Diagram from wikimedia:

https://commons.wikimedia.org/wiki/File:AVX_registers.svg


xmm0 is the low half of ymm0, exactly like eax is the low half of rax.

Writing to xmm0 (with a VEX-coded instruction, not legacy SSE) zeros the upper lane of ymm0, just like writing to eax zeros the upper half of rax to avoid false dependencies. Lack of zeroing the upper bytes for legacy SSE instructions is why there's a penalty for mixing AVX and legacy SSE instructions.

Most AVX instructions are available with either 128-bit or 256-bit size. e.g. vaddps xmm0, xmm1, xmm2 or vaddps ymm0, ymm1, ymm2. (The 256-bit versions of most integer instructions are only available in AVX2, with AVX only providing the 128-bit version. There are a couple exceptions, like vptest ymm, ymm in AVX1. And vmovdqu if you count that as an "integer" instruction).
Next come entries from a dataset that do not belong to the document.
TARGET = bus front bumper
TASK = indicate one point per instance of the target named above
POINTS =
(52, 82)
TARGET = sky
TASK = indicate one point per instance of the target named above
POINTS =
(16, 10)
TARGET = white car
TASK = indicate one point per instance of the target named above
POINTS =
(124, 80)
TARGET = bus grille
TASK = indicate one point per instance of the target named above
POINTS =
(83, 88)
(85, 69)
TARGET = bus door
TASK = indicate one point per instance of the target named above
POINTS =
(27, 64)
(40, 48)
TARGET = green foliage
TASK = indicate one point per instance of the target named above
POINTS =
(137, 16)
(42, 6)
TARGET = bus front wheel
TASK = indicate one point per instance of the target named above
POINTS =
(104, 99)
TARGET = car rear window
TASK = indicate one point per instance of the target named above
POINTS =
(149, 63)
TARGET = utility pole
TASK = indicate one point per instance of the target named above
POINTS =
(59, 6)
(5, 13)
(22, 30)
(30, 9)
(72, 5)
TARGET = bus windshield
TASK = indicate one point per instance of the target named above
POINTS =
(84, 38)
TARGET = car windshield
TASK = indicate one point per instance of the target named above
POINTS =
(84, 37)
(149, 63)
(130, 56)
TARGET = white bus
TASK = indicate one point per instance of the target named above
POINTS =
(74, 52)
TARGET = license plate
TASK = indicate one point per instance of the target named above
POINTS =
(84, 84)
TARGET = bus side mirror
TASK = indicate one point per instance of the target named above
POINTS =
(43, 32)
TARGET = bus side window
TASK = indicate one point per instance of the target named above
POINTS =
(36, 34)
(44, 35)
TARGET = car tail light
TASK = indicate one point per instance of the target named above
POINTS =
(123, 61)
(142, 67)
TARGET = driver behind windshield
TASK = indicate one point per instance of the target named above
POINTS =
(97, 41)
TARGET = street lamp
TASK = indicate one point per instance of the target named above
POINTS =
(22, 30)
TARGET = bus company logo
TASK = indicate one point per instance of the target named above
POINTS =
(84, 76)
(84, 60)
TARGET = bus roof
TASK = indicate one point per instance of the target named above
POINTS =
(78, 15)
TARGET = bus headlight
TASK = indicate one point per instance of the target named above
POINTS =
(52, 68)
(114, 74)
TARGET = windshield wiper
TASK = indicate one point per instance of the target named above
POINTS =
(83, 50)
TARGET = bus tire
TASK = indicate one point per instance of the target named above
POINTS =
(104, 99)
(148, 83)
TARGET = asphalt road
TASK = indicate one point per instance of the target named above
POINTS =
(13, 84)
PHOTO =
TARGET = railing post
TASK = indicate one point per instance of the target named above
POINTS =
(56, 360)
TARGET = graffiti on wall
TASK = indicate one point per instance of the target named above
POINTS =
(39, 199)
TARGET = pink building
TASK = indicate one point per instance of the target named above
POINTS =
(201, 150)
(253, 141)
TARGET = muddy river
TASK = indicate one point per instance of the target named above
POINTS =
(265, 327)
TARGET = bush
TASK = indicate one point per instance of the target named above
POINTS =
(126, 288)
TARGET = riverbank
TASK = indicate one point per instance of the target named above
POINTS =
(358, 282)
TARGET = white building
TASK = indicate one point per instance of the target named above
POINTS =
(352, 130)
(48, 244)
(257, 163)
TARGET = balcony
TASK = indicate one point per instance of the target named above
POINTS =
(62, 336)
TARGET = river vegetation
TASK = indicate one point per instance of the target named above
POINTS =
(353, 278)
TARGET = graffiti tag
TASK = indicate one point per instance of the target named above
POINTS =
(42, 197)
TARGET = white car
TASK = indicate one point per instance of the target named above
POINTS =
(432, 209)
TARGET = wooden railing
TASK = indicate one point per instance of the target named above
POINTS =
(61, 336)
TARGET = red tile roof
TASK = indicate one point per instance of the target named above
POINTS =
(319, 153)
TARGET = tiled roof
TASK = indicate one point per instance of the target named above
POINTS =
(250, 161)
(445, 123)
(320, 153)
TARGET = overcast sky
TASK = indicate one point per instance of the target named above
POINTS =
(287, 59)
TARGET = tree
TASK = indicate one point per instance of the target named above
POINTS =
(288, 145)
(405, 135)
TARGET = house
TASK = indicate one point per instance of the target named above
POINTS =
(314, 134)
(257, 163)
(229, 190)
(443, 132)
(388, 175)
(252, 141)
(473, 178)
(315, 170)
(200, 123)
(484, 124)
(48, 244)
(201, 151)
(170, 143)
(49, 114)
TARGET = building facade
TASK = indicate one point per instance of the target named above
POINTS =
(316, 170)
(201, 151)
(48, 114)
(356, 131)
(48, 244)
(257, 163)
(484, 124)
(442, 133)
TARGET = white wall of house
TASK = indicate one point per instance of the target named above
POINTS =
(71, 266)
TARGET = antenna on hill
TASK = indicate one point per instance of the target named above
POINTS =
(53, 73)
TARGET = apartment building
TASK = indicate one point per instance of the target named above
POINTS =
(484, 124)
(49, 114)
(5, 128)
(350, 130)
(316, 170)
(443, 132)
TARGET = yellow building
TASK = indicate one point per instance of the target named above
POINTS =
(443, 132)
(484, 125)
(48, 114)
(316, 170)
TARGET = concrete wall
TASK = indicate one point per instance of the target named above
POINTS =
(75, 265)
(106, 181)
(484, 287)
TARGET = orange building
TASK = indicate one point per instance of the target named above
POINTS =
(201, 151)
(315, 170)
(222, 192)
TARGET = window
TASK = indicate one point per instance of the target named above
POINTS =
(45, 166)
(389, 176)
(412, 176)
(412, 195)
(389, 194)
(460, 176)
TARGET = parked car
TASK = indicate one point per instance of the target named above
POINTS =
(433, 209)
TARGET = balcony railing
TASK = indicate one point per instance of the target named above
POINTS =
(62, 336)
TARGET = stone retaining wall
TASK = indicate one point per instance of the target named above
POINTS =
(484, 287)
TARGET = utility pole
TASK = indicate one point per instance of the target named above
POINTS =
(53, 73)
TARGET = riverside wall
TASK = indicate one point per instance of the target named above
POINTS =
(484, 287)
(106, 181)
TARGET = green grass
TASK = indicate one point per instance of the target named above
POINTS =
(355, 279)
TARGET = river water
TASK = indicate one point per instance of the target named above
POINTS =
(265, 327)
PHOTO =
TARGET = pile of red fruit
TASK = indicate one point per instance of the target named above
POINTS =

Scalar instructions like vmovd, vcvtss2si, and vcvtsi2ss are only available with XMM registers. Reading a YMM register is not logically different from reading an XMM register, but writing the low element (and leaving the other elements unmodified, like the poorly-designed vcvtsi2ss does) would be different for XMM vs. YMM, because the YMM version would leave the upper lane not zeroed.


But scalar with ymm doesn't exist in the machine-code encoding, even for instructions where it would be really useful like vpinsrd / vpextrd (insert / extract a scalar).

Note that even though reading an XMM register and taking only the low scalar element is logically the same as YMM, for the actual implementation it would not be the same. Reading a YMM register implies an AVX-256 instruction, which would have to transition the CPU out of the "saved upper" state (for an Intel CPU with SSE/AVX transitions / states).

In any case, vcvtss2si rax, ymm0 is not encodeable, and the assembler doesn't magically assemble it as vcvtss2si rax, xmm0. If you're writing in asm, you're supposed to know exactly what you're doing. (Although some assemblers will optimize mov rax, 1 to mov eax, 1 for you, so letting you get away with writing ymm as a source register would work. But letting you write ymm as a destination register for vcvtsi2ss would change the meaning, so for consistency it's better that it doesn't do either).